In quel cazzo di localino, a veder suonare Eugenio e Giancarlo, insieme a Raniero e a tanti altri, c’era anche Sergio, sessantaquattro anni.
Altro musicista, sebbene dilettante (insegnante d’inglese il suo lavoro). Lui assai più naif… chitarra per lo più acustica ed esibizioni per lo più per strada, senza paura anche a sessant’anni. Anche in Australia, dove era schizzato da giovane per evitare il servizio militare che aborriva, lasciandomi in custodia la sua Gibson diavoletto, debitamente restituitagli un paio d’anni dopo al suo ritorno.
Anche lui buono e caro, un pezzo di pane. Meno affascinante del talentuoso Eugenio, dell’estroverso Giancarlo e del cazzuto Raniero, ma un giusto.
Quando decisi di imparare a suonare la chitarra lui già si destreggiava più che decentemente sull’attrezzo ed io stavo con gli occhi di fuori a carpire qualche accordo e qualche posizione. Con gli anni, grazie al mio carattere più organizzato e alla mia costanza diventai uno strumentista assai più completo di lui, ma gli sono grato per gli inizi, e gli ho sempre invidiato la forza e la sicurezza dello strumming colla mano destra… un vero ritmico, un verso busker da strada.
Il povero Sergio l’hanno rimbalzato fra Senigallia, Fabriano e Jesi, dove poi se n’è andato, il venti di marzo. Aveva la polmonite, ma il tampone era stato negativo e hanno perso giorni preziosi (e pericolosi per chi gli stava vicino!) a tenerlo in reparto normale. Poi l’hanno sbattuto già bello che intubato a destra e a sinistra finchè ci ha rimesso la pelle, solo e tapino.

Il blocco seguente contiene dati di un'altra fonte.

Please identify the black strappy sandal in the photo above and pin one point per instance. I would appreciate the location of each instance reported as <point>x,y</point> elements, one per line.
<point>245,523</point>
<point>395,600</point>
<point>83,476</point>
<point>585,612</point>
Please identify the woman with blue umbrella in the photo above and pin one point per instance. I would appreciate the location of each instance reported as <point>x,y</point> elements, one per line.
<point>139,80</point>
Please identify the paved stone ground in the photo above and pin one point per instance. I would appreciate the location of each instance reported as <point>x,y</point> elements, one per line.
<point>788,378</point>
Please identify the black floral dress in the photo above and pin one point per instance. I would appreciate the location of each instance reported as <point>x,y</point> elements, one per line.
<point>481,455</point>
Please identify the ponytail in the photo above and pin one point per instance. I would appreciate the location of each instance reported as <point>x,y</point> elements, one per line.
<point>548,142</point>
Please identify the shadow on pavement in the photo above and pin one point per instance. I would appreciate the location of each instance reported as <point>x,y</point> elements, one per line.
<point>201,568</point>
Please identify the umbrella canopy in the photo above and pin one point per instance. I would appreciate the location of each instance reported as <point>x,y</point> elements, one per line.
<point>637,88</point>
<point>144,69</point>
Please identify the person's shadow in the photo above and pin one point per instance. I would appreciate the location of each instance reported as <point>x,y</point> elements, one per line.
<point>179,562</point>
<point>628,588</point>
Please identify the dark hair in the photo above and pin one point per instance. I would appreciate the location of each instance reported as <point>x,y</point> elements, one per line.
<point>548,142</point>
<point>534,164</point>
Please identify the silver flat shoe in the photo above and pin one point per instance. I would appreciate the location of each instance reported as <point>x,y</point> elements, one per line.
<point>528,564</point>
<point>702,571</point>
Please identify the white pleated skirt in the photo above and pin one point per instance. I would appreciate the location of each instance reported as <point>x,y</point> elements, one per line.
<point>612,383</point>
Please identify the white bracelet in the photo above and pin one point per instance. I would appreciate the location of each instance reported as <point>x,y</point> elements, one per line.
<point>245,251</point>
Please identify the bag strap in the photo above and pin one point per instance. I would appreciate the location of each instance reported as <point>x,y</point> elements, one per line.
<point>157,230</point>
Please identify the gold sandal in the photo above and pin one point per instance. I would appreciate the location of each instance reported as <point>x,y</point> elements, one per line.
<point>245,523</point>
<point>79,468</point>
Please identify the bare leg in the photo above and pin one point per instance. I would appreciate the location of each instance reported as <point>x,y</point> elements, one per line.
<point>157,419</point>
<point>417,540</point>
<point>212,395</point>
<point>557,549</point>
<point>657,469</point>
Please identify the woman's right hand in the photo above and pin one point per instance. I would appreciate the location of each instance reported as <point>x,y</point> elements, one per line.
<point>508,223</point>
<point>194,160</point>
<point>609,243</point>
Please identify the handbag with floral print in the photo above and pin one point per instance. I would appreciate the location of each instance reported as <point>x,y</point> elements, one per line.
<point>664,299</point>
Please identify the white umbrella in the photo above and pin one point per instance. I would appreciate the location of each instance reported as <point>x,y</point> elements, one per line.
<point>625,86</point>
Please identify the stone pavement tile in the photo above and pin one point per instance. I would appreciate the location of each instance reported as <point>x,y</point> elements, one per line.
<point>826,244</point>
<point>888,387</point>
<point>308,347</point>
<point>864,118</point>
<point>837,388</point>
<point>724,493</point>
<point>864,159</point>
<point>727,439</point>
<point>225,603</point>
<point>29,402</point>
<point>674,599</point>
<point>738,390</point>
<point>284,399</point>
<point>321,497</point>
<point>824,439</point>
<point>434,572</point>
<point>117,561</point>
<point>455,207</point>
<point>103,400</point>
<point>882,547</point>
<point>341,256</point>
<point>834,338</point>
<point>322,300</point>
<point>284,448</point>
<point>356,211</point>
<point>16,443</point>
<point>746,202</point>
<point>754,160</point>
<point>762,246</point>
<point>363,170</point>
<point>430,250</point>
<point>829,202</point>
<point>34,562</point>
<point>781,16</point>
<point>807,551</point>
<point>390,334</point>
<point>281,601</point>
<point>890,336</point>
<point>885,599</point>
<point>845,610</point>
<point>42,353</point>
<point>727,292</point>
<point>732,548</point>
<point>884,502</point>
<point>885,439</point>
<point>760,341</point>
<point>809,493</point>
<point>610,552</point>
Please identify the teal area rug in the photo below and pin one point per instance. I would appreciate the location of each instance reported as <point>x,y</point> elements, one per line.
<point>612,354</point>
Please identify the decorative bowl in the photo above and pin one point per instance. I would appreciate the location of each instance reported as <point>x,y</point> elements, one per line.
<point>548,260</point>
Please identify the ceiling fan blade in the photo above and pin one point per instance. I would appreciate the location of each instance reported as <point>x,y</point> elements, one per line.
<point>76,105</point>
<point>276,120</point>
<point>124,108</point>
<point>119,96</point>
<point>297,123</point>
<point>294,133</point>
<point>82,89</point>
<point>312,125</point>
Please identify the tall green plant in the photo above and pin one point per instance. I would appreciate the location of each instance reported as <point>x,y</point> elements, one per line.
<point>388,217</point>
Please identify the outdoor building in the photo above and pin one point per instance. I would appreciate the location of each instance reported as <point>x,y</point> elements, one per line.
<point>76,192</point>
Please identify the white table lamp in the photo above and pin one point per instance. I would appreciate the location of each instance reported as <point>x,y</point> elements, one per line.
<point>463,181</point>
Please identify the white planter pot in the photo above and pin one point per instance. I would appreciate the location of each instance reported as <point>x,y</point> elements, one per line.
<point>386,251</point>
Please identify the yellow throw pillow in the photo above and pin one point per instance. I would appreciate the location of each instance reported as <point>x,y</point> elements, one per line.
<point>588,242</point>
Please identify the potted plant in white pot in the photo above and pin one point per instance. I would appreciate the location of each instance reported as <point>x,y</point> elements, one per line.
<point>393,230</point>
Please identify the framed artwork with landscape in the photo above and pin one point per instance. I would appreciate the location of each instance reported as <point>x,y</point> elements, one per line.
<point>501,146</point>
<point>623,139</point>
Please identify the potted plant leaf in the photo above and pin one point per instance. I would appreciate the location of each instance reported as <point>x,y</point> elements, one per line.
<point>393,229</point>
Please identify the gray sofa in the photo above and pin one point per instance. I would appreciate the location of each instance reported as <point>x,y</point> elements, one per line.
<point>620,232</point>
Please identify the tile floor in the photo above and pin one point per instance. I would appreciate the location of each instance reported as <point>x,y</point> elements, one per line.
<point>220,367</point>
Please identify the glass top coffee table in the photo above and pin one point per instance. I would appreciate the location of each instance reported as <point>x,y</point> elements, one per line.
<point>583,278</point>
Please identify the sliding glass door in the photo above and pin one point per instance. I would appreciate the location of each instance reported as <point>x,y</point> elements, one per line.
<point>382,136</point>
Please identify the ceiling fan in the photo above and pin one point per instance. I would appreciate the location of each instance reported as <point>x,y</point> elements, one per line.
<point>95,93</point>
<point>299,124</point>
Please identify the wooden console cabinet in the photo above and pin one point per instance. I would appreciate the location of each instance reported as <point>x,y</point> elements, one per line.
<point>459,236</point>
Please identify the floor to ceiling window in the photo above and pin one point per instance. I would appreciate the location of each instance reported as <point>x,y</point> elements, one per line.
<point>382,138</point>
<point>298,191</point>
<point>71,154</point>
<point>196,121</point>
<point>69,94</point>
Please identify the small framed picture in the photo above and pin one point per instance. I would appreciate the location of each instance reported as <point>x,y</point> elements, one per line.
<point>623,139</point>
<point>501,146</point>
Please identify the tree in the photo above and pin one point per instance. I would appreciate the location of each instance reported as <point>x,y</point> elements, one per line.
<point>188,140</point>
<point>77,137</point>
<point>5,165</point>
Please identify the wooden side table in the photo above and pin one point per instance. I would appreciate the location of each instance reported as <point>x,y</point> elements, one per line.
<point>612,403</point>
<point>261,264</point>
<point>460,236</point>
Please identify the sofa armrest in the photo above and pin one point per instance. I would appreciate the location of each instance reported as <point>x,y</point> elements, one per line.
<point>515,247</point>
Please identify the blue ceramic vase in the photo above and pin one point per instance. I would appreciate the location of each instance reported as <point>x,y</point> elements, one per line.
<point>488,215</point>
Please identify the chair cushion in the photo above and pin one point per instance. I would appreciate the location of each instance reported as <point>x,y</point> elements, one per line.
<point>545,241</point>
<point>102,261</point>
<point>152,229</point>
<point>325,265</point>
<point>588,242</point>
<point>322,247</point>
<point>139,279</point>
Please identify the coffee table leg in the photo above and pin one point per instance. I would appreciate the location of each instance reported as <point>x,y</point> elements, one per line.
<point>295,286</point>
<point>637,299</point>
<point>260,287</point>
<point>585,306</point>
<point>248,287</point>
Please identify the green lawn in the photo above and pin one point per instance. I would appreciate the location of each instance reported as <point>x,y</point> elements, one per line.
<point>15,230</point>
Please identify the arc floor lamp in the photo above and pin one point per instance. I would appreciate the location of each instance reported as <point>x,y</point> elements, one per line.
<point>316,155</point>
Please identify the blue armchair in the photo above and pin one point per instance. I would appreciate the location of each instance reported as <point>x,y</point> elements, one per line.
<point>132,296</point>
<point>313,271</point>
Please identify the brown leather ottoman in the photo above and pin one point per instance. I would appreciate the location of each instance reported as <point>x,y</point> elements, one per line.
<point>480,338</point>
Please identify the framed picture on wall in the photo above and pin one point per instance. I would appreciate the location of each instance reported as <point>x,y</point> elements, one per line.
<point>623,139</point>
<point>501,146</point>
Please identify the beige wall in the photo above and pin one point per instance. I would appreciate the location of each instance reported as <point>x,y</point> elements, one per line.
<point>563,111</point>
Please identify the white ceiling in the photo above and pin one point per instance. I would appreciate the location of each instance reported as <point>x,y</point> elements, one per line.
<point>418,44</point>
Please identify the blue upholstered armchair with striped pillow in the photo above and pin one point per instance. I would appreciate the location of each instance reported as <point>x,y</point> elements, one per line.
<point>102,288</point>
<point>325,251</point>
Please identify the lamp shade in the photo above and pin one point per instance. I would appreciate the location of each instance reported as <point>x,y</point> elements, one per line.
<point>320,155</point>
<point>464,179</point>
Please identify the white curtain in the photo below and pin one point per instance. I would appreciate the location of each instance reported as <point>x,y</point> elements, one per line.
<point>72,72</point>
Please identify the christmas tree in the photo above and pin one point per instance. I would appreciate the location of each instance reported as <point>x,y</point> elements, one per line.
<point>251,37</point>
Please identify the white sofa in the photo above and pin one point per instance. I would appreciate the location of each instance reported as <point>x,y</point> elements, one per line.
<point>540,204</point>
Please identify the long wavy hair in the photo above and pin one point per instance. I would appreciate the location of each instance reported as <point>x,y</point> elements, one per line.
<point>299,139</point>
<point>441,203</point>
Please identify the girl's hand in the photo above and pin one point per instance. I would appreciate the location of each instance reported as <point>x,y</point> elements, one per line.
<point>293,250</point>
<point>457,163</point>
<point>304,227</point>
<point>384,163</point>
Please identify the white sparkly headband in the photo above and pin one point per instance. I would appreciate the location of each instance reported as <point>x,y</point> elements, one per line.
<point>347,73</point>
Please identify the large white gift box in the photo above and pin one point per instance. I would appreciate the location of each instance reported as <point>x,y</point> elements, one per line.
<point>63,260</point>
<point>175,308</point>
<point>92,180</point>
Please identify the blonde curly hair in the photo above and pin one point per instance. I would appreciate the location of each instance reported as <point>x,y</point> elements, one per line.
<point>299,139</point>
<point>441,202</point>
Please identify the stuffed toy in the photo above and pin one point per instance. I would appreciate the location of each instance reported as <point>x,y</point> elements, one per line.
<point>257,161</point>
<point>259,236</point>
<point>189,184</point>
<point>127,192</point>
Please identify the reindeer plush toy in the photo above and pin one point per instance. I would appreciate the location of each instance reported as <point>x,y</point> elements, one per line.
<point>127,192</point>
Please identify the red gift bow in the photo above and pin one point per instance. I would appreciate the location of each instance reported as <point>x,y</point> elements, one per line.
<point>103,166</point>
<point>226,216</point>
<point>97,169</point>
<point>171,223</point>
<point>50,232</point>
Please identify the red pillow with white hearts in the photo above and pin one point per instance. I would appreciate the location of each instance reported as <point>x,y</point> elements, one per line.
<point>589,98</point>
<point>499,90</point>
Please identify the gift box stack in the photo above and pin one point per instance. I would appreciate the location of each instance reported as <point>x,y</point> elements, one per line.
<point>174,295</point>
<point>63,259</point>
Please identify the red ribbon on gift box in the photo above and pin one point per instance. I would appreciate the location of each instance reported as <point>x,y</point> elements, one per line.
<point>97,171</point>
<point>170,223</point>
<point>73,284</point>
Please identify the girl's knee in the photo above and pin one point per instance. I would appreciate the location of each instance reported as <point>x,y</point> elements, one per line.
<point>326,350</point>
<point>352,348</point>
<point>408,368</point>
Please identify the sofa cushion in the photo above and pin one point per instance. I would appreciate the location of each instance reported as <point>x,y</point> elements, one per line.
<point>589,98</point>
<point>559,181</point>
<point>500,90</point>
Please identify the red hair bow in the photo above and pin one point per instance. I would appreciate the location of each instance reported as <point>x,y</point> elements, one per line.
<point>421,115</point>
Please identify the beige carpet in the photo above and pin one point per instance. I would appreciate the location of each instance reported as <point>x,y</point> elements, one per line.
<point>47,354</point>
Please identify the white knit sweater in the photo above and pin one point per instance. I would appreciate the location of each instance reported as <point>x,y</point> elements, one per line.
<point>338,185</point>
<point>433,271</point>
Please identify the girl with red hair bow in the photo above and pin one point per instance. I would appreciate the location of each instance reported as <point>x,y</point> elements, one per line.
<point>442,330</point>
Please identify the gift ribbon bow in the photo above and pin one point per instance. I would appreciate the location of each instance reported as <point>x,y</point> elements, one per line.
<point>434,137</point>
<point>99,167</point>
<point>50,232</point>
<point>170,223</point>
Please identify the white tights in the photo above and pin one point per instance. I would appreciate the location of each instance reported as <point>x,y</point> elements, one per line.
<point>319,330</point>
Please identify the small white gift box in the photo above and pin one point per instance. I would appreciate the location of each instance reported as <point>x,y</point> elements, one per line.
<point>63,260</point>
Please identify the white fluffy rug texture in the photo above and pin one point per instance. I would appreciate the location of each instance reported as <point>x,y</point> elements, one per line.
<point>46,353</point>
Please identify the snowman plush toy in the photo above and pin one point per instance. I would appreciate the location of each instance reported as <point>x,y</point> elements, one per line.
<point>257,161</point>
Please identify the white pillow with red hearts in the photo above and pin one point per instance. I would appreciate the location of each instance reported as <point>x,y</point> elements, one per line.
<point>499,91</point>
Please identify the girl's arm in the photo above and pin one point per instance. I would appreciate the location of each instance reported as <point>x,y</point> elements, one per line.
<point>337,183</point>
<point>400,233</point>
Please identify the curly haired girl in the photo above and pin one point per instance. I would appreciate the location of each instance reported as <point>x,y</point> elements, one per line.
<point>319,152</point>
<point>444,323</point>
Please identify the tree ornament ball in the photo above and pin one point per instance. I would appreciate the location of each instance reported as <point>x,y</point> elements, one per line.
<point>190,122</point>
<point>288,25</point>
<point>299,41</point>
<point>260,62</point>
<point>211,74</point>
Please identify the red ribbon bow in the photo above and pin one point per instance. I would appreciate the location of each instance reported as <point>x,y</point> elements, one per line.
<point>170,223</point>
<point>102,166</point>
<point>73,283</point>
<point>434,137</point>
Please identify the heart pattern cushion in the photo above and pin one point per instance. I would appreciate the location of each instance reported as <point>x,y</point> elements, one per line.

Il suo dottore gli aveva prescritto antibiotici e tachipirina, lui se ne è stato una buona settimana colla febbre a trentanove prima di decidersi a correre al pronto soccorso. Viveva da solo, e non voleva rompere i coglioni a nessuno. L’umiltà non paga, in questo paese dove se non alzi la voce vuol dire che non esisti.
Sergio non lo meritavi neanche te. So io chi lo meriterebbe.
E per soprammercato, un giorno di aprile ho saputo che se n’era andato anche il mio antico vicino di casa Massimo. Abitava al primo piano della palazzina dove io stavo al terzo ed ultimo. Insomma, a cinque sei sette otto anni giocavamo insieme a nascondino, a pallone, colle biciclette, coi fucilini, coi pattini.
Poi ci siamo persi per sempre di vista, io in un'altra città, lui a fare l’assicuratore in questa, mi dicono. Come cavolo si sarà infettato non ho idea… forse anche a lui piaceva il basket ed era andato in quel palasport pieno di cremonesi, canturini, milanesi, veneziani infettati.
Sono in lutto, ragazzi. Per me non è solo questione di mascherine guanti e distanze. Io ho i miei morti, e i ricordi della mia gioventù con loro, che ogni tanto m’intristiscono la giornata.